Pendampingan ini menyasar balita dengan kondisi stunting, wasting, serta anak-anak yang berada dalam keluarga penderita tuberkulosis (TBC). Mayoritas keluarga merupakan pemulung dan pekerja harian dengan pendapatan tidak tetap, sehingga pemahaman terkait gizi seimbang masih menjadi tantangan.
Salah satu persoalan gizi yang menjadi perhatian adalah kesalahan konsumsi kental manis yang dianggap sebagai susu anak. Banyak keluarga menjadikan produk tersebut sebagai alternatif susu karena harga yang lebih terjangkau dan minimnya informasi. Dampaknya mulai terlihat, seperti kasus seorang anak berusia 7 tahun di Ciketing Udik yang mengalami obesitas setelah terbiasa mengonsumsi kental manis sejak bayi.

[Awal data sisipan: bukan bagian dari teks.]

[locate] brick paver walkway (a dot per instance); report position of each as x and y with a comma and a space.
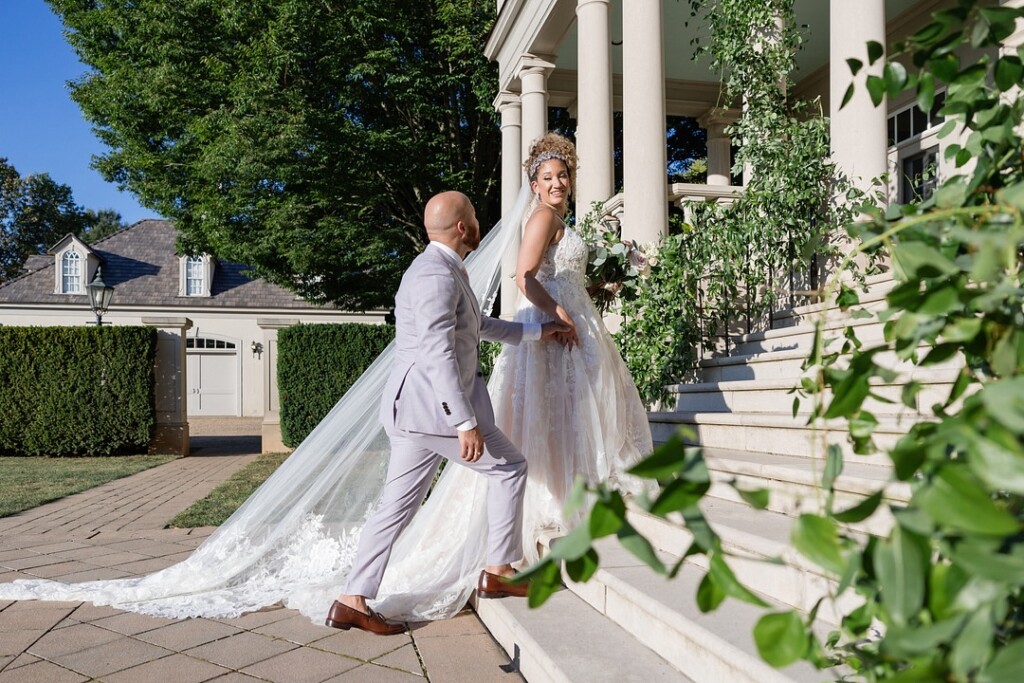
117, 530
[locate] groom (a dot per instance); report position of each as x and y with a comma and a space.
435, 406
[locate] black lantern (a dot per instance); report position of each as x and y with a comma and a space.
99, 296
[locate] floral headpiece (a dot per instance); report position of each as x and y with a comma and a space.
541, 158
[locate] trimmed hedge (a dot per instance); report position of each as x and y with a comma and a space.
76, 390
316, 365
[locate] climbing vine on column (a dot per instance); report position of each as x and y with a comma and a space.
734, 264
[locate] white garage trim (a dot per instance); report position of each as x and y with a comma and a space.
214, 376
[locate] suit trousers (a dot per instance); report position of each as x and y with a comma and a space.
414, 462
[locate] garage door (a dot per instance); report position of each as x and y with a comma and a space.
213, 376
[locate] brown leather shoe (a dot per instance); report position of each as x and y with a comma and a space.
496, 586
344, 617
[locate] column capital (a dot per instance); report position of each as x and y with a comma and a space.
535, 63
507, 99
718, 118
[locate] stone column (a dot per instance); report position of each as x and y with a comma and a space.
858, 130
719, 145
171, 432
644, 158
510, 108
272, 441
595, 143
534, 73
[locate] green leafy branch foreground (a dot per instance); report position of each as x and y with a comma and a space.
939, 596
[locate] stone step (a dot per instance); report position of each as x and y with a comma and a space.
663, 613
776, 394
795, 484
774, 432
566, 641
878, 288
868, 331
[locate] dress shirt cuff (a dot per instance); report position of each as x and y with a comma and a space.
531, 331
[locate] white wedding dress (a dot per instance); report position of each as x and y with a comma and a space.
294, 540
572, 413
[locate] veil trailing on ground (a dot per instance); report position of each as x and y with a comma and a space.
293, 542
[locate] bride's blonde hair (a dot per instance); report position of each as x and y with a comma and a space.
548, 146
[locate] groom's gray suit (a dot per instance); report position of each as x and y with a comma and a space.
436, 385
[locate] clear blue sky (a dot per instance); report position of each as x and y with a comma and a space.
41, 129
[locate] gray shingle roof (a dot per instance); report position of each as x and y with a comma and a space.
141, 264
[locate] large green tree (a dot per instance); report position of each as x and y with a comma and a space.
299, 136
35, 213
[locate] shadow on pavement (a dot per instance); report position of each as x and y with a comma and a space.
239, 444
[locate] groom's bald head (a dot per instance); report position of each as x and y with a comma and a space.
451, 219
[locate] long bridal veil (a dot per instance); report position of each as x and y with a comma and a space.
293, 541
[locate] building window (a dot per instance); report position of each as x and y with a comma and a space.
918, 175
207, 343
911, 122
195, 276
71, 272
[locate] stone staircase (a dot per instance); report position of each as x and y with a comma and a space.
628, 624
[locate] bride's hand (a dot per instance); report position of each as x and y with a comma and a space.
570, 336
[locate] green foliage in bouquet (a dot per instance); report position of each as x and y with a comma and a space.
614, 266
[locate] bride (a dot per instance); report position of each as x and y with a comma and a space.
571, 411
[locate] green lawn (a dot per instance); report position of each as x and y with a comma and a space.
27, 482
222, 501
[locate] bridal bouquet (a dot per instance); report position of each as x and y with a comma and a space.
613, 265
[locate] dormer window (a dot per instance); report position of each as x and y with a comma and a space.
197, 275
71, 272
195, 282
74, 265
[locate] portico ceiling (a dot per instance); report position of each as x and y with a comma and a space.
680, 32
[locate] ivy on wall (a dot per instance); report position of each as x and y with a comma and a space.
732, 264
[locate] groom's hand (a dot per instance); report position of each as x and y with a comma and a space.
471, 444
554, 330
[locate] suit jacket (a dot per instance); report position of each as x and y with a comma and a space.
436, 382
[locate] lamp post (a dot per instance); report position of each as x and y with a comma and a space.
99, 296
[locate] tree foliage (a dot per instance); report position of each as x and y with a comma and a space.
100, 223
35, 213
299, 136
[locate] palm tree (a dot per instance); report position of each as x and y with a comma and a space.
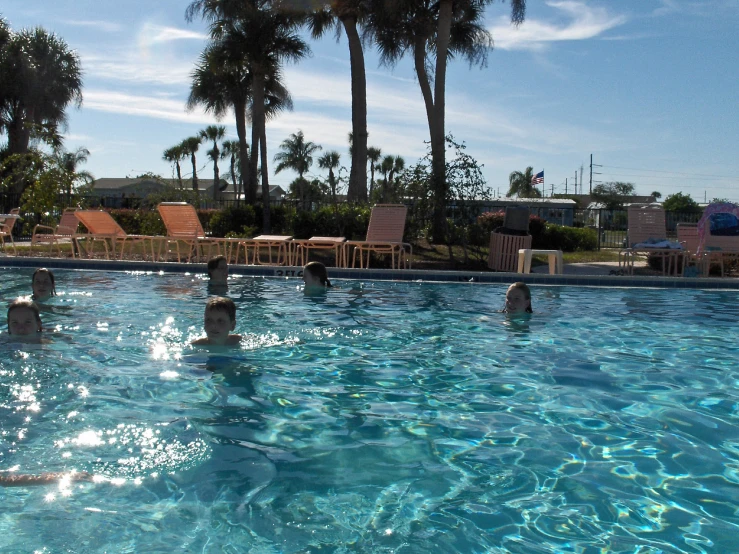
68, 162
214, 133
219, 83
296, 154
175, 155
330, 160
434, 31
232, 149
190, 147
520, 184
263, 36
348, 14
39, 77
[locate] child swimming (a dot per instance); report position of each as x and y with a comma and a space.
43, 284
315, 277
218, 270
219, 321
518, 299
24, 320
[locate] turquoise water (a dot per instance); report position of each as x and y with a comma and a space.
381, 417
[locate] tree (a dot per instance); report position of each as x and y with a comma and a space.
190, 147
521, 185
232, 150
40, 77
348, 14
373, 155
262, 34
175, 155
214, 133
613, 194
296, 154
433, 32
680, 202
330, 160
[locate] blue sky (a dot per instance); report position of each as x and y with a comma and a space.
648, 87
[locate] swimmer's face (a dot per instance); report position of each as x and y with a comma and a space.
23, 322
516, 301
311, 280
219, 275
218, 325
42, 286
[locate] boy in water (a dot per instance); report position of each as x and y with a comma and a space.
218, 271
518, 299
220, 320
24, 320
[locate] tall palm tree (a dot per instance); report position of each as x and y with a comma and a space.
232, 150
40, 76
520, 184
190, 147
214, 133
348, 14
296, 154
373, 155
175, 154
433, 32
330, 160
264, 34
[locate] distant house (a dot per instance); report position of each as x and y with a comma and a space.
553, 210
117, 192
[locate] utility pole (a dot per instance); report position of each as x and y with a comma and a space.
592, 165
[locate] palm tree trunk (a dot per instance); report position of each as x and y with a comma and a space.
258, 129
357, 190
244, 161
436, 124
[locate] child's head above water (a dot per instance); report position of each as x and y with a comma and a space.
315, 275
42, 284
220, 320
518, 299
24, 318
218, 270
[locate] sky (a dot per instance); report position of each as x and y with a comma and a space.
649, 88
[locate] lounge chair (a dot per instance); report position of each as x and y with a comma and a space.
103, 228
183, 226
384, 236
7, 222
647, 235
61, 234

Kepala Puskesmas Ciketing Udik, Nurjanah, menegaskan pentingnya pemahaman bahwa kental manis bukan susu bergizi. “Kental manis itu isinya lebih banyak gula. Dampaknya memang tidak langsung terlihat, tetapi dalam jangka panjang dapat mengganggu kesehatan anak,” ujarnya.
Edukasi mengenai gizi diberikan bukan hanya kepada para orang tua, tetapi juga kepada kader posyandu dan kader Aisyiyah yang menjadi ujung tombak dalam penyampaian informasi kesehatan di masyarakat. “Kader harus tahu makanan mana yang tinggi protein dan baik untuk pertumbuhan anak, bukan makanan yang hanya mengandung gula,” tambah Nurjanah.
Perwakilan Majelis Kesehatan PP Aisyiyah, Diah Lestari Budiarti, menegaskan bahwa program ini merupakan pendampingan jangka panjang. “Kami ingin warga merasa didampingi dalam upaya memperbaiki kebiasaan sehari-hari. Pendekatan melalui kader menjadi kunci keberhasilan, karena mereka sudah dipercaya dan memahami dinamika sosial warganya,” jelasnya.
Aisyiyah dan YAICI menekankan bahwa pendekatan berbasis komunitas menjadi kekuatan utama dalam mengubah perilaku konsumsi keluarga, terutama dalam menghentikan kebiasaan penggunaan kental manis sebagai minuman susu bagi anak.